On 30 June 2017, Roma exercised the buyback clause of €10 million, which was included in Pellegrini's transfer agreement with Sassuolo, to bring him back to Rome on a five-year deal. On the same day Roma youth product Federico Ricci joined Sassuolo outright, for a €3 million fee. Pellegrini scored his first-ever goal for the club on 1 December 2017, netting Roma's third goal in a 3–1 league victory against SPAL.

On 25 May 2022, Pellegrini captained A.S. Roma in the inaugural Europa Conference League final, which his team won 1–0 against Feyenoord. He was also named Player of the Season in that competition. On 31 May 2023, he captained his team in the Europa League final which they lost 4–1 on penalties against Sevilla following a 1–1 draw after extra time.

==International career==
Having represented various Italian youth teams, Pellegrini debuted for the senior squad on 11 June 2017 in a 5–0 home victory against Liechtenstein of a 2018 World Cup qualification.

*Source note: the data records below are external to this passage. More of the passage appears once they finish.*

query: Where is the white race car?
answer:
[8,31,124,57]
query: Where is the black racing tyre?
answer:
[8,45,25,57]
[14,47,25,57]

Later that month, Pellegrini was included in the Italy under-21 squad for the 2017 UEFA European Under-21 Championship by manager Luigi Di Biagio. One 18 June, he scored his first youth goal at the tournament, netting from a bicycle kick in a 2–0 victory against Denmark. Italy was eliminated in the semi-finals after a 3–1 defeat against Spain on 27 June. During the match, Pellegrini assisted Federico Bernardeschi's temporary equaliser. Two years after his promotion in the senior team, Pellegrini was called back in the U21 squad for the 2019 UEFA European Under-21 Championship on home soil. Pellegrini scored his first goal with the Italy senior side on 5 September 2019, in a 3–1 away victory against Armenia in a Euro 2020 qualifier.

In June 2021, Pellegrini was included in Italy's squad for UEFA Euro 2020 by manager Roberto Mancini. However, an injury ruled him out of the final tournament, and Gaetano Castrovilli was called up in his place. On 6 October, Pellegrini scored in a 2–1 home defeat against Spain in the semi-finals of the 2021 UEFA Nations League Finals.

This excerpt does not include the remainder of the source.